OpenAI’s WebRTC problem

WebRTC complexity and design trade‑offs

  • Many commenters find WebRTC painful: huge protocol surface (SDP, ICE, STUN/TURN, RTP, many RFCs), tricky handshakes, and over‑engineering for an internet that “doesn’t exist” (heavy P2P/NAT assumptions).
  • Others argue the complexity reflects real‑time media reality: NAT traversal, jitter buffers, congestion control, codecs, encryption, echo cancellation, and browser ubiquity are hard problems WebRTC already solves.
  • There’s frustration that even simple client–server scenarios must still go through the full P2P-style signaling dance.
  • Some note that WebRTC has tuning knobs (FEC, jitter buffer params, PLC, etc.) and that many glitches in OpenAI’s voice seem more like inference/model issues than transport.

Latency vs accuracy in voice AI

  • One camp: for voice AI, it’s more important not to drop audio than to be perfectly real time. LLMs can handle gaps; users might accept ~200–500 ms extra delay for correctness.
  • Opposing camp: in human–AI voice conversations every millisecond counts.
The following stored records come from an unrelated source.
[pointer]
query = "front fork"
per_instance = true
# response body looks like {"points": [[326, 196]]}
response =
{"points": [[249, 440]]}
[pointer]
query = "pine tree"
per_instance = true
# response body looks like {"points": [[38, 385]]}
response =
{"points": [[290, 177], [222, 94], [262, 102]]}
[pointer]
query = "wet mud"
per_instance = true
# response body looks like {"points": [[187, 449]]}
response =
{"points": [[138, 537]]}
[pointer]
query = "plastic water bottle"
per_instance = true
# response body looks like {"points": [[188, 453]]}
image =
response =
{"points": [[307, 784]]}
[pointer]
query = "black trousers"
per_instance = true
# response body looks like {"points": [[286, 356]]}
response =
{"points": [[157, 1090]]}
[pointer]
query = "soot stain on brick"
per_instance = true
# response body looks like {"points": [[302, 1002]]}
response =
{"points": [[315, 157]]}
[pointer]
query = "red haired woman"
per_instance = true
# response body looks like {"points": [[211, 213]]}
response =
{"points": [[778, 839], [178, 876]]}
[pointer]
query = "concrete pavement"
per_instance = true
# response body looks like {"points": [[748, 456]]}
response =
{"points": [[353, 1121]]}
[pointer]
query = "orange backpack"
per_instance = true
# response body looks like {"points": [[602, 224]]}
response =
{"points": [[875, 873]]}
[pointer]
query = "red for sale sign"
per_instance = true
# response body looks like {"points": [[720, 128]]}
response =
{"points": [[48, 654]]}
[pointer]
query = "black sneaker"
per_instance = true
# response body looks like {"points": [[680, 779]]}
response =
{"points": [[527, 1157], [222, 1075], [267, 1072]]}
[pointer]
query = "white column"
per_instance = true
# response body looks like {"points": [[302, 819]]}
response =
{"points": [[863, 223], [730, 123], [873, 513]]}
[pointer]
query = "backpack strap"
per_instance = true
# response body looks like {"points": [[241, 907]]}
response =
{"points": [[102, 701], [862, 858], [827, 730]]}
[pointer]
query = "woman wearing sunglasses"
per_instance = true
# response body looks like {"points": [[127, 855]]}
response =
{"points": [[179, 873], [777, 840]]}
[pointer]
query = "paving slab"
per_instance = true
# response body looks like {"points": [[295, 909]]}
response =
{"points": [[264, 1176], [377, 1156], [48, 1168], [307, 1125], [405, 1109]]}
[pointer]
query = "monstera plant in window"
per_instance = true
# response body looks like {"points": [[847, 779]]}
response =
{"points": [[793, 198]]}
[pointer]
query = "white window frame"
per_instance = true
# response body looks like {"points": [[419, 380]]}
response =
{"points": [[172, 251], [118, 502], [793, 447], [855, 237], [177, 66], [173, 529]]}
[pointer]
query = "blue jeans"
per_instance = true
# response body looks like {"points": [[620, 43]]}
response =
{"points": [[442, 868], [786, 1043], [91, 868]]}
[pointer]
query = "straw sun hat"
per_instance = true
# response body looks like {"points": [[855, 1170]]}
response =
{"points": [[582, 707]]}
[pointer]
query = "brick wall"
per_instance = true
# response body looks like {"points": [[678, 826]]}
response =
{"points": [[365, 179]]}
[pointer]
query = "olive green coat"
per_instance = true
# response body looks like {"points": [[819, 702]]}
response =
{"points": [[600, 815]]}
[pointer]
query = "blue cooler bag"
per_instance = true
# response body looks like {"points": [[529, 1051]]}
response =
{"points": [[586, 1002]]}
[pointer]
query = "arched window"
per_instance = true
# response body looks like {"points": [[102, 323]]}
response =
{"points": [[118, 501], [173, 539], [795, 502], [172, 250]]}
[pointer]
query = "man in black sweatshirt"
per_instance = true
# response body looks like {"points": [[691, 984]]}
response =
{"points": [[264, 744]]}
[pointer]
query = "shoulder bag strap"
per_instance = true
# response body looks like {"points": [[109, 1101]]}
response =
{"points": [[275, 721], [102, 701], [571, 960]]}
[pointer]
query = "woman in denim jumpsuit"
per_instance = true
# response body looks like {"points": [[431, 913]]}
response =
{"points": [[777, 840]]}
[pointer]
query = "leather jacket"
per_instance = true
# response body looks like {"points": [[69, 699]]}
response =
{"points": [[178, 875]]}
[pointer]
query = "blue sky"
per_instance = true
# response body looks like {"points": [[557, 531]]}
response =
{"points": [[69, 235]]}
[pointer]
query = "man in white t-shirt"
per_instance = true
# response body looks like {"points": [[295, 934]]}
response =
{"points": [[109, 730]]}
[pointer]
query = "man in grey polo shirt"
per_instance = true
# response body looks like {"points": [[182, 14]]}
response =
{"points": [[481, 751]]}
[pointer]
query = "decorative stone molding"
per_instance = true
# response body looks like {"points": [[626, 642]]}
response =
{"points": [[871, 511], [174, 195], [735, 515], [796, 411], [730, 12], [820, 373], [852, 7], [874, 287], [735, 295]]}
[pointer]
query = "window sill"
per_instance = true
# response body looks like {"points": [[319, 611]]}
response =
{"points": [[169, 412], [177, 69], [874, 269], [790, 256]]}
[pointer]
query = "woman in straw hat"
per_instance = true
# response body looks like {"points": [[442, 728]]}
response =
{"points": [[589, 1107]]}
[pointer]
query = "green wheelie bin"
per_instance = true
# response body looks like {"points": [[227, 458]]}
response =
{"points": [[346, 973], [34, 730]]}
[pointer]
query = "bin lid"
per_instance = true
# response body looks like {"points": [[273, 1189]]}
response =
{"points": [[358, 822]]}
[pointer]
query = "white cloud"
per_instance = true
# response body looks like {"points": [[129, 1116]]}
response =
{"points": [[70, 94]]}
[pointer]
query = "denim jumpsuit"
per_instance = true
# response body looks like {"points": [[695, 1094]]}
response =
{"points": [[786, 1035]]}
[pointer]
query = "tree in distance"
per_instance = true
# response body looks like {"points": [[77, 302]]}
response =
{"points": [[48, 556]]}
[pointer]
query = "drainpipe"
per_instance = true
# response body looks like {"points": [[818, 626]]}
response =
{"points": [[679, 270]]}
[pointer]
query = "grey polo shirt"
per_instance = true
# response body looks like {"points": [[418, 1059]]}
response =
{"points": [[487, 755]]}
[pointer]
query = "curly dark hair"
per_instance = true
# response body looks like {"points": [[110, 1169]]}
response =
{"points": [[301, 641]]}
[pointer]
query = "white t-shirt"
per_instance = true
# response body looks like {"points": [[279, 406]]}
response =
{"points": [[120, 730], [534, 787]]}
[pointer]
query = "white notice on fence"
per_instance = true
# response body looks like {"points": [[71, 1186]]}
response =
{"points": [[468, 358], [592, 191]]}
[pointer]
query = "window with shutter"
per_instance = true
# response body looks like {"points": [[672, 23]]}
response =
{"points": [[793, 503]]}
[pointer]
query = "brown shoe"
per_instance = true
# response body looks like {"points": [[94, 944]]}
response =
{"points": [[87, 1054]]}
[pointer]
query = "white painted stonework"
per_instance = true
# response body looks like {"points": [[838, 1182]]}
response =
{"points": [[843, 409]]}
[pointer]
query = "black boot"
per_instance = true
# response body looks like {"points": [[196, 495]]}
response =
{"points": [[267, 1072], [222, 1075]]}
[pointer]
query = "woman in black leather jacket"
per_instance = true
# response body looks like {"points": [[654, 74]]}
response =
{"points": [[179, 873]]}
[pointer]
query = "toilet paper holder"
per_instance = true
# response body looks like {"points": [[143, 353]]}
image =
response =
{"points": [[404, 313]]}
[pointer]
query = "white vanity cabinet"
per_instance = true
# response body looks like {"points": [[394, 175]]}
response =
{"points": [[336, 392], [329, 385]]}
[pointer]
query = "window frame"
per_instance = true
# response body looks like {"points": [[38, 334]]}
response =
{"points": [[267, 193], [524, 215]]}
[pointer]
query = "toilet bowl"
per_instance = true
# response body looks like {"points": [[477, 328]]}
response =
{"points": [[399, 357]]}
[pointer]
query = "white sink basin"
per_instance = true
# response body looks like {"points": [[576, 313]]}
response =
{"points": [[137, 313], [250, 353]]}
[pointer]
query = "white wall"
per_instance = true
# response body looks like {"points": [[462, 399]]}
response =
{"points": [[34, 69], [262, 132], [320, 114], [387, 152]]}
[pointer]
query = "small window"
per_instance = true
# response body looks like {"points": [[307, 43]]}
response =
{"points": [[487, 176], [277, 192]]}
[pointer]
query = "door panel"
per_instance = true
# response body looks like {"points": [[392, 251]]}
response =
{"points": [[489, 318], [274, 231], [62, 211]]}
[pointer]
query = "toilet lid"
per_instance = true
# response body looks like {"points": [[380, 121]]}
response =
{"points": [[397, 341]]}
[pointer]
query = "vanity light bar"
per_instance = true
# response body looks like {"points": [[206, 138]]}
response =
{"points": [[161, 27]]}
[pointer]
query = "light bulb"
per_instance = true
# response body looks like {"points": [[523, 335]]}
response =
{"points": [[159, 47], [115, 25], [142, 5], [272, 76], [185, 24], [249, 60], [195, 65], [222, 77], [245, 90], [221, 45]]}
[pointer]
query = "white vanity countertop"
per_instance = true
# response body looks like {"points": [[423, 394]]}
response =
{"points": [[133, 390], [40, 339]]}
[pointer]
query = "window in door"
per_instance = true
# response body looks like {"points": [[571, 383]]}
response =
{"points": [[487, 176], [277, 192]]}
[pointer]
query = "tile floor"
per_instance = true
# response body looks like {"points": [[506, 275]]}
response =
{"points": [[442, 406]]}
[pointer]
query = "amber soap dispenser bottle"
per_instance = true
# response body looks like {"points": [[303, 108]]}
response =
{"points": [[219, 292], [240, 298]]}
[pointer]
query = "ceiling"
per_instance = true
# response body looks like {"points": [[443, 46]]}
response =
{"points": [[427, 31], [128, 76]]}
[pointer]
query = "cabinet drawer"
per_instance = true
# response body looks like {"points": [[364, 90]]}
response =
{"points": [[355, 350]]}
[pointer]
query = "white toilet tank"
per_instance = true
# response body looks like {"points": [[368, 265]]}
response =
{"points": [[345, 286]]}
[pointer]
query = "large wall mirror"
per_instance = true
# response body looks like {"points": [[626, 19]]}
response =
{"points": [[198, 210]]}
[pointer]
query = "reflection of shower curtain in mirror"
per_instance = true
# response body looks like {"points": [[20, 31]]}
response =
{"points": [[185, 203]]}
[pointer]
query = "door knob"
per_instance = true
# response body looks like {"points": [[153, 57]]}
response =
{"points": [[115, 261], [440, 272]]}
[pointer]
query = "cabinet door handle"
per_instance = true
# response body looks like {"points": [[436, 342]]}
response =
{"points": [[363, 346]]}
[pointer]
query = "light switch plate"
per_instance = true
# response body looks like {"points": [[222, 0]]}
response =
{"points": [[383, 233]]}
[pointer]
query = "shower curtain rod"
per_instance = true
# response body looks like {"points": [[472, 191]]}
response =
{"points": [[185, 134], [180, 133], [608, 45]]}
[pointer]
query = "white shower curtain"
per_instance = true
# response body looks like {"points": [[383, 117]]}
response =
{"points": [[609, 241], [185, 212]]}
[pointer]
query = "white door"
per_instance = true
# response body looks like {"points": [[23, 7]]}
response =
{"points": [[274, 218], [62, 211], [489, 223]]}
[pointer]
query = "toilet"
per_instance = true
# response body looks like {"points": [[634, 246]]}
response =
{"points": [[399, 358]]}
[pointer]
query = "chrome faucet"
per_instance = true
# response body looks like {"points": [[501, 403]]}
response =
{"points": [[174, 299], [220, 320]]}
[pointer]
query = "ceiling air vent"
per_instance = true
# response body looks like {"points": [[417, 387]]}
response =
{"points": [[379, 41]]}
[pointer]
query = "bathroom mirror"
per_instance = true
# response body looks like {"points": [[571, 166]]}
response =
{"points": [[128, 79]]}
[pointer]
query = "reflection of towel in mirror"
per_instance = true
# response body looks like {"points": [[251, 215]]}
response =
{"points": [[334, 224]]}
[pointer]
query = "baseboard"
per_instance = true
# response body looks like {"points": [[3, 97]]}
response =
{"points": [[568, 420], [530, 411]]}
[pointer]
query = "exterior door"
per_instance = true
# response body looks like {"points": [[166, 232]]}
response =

Extra 200–500 ms on top of model and tool latencies makes interactions feel broken, increases interruptions, and kills engagement.
  • Several people running large voice systems report that going from ~1.2–1.5 s to ~700 ms turn latency dramatically improved usability; they are spending heavily to shave off another ~100–200 ms.
  • Some call the “latency vs reliability” framing a false dichotomy: TCP/WebSockets can stream audio immediately while still retransmitting losses, with the main challenge moving to jitter buffering (needed only on the human‑output side).

Alternatives: WebTransport, WebSockets, QUIC, MoQ

  • WebTransport + QUIC, RTP-over-QUIC, HTTP/2, and MoQ are discussed as ways to get WebRTC-like behavior with more control and without the P2P baggage.
  • Downsides: WebTransport server setup is non‑trivial, support is still maturing; MoQ is promising but niche; rolling your own over WebSockets forces you to re‑implement jitter, congestion, AEC, etc.
  • Some see a future in QUIC-based media stacks; others doubt MoQ’s alignment with end‑to‑end problems like echo cancellation and device DSP.

Real‑world reports and UX observations

  • Some practitioners report good results with WebRTC-based stacks (e.g., LiveKit, Daily, mesh/managed clouds, pipecat) for large‑scale voice agents, despite setup pain.
  • Others find non‑WebRTC systems (e.g., persistent HTTP/2 connections similar to smart speakers) adequate and simpler for server‑centric voice AI.
  • Several note that users strongly feel latency in voice; some argue users implicitly trade accuracy for responsiveness, while others insist correctness must remain primary, especially for high‑stakes scenarios.
  • There is side discussion about IPv6 potentially simplifying routing, and about browser APIs (including WebRTC) having many undocumented edge cases and weak timestamp semantics.